Team
‘Beweg dich Schlau!’ with Felix Neureuther
Move Smart!" concept
Kids on Snow and ‘Beweg dich schlau! mit Felix Neureuther’ is a new exercise concept that we – the Schweitzer team – have been integrating into our ski instructor training as a professional ski school since the 2017/18 winter season, implementing it with conviction and enthusiasm in our entire course programme. It is a unique training programme to promote mental and physical performance. Participants often find it great fun to exert themselves physically while solving mental and/or movement tasks. The children particularly enjoy being ‘outdoors’, experiencing surprises and constantly mastering new situations. They enjoy moving and quickly make great progress. But the adults also find the special task a great challenge and often rise above themselves. You overcome your fear, seemingly impossible things are accomplished, and even increased in difficulty with repetition of the exercise. Almost unnoticed, rapid learning success occurs.
Felix Neureuther: ‘Beweg dich schlau!’ is not intended as a guide to a better life, but as a way to help motivate children and young people to get moving and develop their brains at the same time. It’s all about making exercise fun and enjoyable. Because: You live and learn forever. The only rule is: A rolling stone gathers no moss.
‘We are proud to be able to integrate ‘Beweg dich schlau!’ from Felix Neureuther into our children’s courses from the coming winter season,’ says Wolfgang Pohl, President of the DSLV. ‘Our long-standing kids on snow concept is thus significantly enriched.’
Norbert Haslach, Director of the Snow Sports Schools at the DSLV, adds: ‘The topic of children’s ski lessons plays the biggest role in most DSLV professional ski schools. The DSLV snow sports philosophy offers an ideal framework for experience-oriented children’s ski lessons. By adding Felix Neureuther’s ‘Move smart!’ initiative to the concept, we are highlighting the importance of exercise, especially for children, and are thus fully in line with Felix Neureuther’s philosophy. Skiing is the first sport to integrate the initiative into its teaching concept.’

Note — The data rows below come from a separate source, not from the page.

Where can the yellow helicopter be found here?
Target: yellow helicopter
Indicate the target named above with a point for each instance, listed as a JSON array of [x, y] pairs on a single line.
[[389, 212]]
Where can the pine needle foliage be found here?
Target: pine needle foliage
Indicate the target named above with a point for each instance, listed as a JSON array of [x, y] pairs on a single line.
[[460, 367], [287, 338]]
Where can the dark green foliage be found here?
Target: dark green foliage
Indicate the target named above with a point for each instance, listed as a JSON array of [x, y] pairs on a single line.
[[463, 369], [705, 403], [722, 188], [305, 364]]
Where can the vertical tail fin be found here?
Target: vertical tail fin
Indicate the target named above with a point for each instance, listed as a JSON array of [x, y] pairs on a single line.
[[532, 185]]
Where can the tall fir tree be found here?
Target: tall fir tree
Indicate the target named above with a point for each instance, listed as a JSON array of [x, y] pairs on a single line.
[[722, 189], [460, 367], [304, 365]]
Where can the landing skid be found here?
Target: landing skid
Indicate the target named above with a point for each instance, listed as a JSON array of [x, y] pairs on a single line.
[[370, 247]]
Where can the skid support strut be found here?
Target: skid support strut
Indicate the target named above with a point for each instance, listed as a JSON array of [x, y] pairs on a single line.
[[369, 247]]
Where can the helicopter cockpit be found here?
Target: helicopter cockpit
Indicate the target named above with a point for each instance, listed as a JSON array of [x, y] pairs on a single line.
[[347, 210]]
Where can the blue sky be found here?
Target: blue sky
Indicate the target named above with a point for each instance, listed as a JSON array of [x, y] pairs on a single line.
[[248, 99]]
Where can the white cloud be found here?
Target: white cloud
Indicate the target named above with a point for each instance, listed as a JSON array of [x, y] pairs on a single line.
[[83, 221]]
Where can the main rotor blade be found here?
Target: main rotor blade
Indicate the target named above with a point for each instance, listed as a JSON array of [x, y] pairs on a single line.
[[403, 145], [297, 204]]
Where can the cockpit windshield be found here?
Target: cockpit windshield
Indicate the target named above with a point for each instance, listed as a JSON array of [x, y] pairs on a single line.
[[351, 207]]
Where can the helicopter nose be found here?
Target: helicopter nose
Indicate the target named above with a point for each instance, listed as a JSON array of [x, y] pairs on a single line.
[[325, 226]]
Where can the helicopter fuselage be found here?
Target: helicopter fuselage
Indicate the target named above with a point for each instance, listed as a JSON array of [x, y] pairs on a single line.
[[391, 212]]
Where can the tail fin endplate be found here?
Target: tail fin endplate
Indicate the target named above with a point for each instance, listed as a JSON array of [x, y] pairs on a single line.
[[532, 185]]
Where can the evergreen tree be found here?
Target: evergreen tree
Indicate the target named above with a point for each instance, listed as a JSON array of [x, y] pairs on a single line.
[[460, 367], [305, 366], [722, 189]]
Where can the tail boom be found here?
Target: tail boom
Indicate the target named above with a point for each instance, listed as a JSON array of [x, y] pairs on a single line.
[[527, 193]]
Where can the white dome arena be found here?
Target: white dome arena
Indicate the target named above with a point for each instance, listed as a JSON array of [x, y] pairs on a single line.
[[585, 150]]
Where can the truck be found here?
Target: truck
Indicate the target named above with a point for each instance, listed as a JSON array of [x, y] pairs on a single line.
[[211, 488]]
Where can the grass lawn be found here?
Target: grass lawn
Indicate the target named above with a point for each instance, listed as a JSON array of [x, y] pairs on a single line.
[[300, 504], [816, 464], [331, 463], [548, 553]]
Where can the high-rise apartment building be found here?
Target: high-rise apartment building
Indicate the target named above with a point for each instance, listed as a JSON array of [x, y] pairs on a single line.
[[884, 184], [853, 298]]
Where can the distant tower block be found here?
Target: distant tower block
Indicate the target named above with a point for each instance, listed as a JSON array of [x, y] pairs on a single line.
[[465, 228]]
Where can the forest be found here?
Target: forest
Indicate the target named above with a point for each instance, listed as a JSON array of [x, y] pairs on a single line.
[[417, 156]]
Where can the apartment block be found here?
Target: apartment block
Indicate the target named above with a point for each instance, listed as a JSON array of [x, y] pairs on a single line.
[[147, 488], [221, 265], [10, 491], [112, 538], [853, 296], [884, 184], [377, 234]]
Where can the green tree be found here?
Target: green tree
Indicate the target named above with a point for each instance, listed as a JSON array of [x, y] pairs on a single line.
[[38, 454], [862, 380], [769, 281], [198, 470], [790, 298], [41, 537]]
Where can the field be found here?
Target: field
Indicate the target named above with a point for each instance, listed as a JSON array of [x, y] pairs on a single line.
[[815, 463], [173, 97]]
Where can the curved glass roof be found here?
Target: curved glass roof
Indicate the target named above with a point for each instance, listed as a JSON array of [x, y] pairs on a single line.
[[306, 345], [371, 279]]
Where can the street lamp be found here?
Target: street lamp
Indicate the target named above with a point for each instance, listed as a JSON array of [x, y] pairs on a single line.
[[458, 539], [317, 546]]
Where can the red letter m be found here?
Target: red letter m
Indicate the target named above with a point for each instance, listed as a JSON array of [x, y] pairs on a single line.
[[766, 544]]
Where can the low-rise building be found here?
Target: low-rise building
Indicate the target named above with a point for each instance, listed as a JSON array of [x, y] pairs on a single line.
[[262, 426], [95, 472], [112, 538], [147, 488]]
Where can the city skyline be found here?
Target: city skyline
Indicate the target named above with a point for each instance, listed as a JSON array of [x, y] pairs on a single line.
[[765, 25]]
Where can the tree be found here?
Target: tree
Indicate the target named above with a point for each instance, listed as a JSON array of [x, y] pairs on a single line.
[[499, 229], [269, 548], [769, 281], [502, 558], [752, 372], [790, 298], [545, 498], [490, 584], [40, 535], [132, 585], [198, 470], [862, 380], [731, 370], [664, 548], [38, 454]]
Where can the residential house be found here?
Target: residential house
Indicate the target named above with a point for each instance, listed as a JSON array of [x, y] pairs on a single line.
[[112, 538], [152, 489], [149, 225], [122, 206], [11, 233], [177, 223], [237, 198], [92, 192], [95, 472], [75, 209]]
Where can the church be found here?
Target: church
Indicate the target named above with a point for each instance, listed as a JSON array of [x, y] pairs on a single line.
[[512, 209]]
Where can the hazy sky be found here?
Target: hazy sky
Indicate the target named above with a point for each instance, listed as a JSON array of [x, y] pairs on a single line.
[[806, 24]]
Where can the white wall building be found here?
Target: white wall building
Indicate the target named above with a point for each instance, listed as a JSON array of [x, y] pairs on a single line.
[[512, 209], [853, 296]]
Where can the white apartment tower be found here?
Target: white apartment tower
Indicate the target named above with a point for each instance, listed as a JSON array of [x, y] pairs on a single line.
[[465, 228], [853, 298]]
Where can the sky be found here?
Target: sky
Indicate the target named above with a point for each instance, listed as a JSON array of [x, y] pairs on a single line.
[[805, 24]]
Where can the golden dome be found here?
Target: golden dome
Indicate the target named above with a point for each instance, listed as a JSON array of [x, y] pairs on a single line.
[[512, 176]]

Movement promotes learning
The wide range of movements involved in skiing activates mental processes. These so-called executive functions – working memory, inhibition and cognitive flexibility – are constantly stimulated by new environmental conditions. Varying speeds when skiing, different types of terrain and varying snow conditions provide ideal learning conditions without the need to create an artificial environment. ‘Here we see a particular strength in skiing: the external conditions and movements sometimes change very quickly, so there is no need to create an artificial environment that would offer comparable training effects. Integrating Felix Neureuther’s ‘Move smart! Ski fit and clever’ into our children’s ski courses is therefore a logical step,’ emphasises Haslach.
Coordination skills – equivalent of the central nervous system
In addition to the executive functions, the children’s coordination skills are the focus of the learning concept. A particularly lasting learning effect occurs when movements have to be consciously controlled – the brain then learns the fastest. The combination of thinking and moving promotes learning processes and can be integrated into ski courses in a variety of ways. Orientation skills, a sense of balance and responsiveness are just a few examples of the memory processes that are promoted.
Child-friendly implementation with lots of fun in snow sports
The concrete implementation of Felix Neureuther’s ‘Move smart!’ initiative in the children’s ski courses at the DSLV professional ski schools is subject to strict guidelines from the DSLV. For several years now, the ‘kids on snow’ seal of quality from the DSLV has guaranteed that the DSLV children’s course concept is implemented in the DSLV professional ski schools. With the new integration of the ‘Beweg dich schlau!’ programme from Felix Neureuther, professional ski instructors are incorporating numerous new exercises that promote cognitive processes. A popular form of practice is the game ‘remote control’: two skiers descend the slope one behind the other, with the rear skier controlling the movements of the skier in front of him by command. Depending on the level of learning, instructions are given for cornering, for example, but also for more unusual movements such as ‘hand to shoulder’ or ‘make body small’. Spontaneous reactions to the instructions of the person behind you train cognitive processes.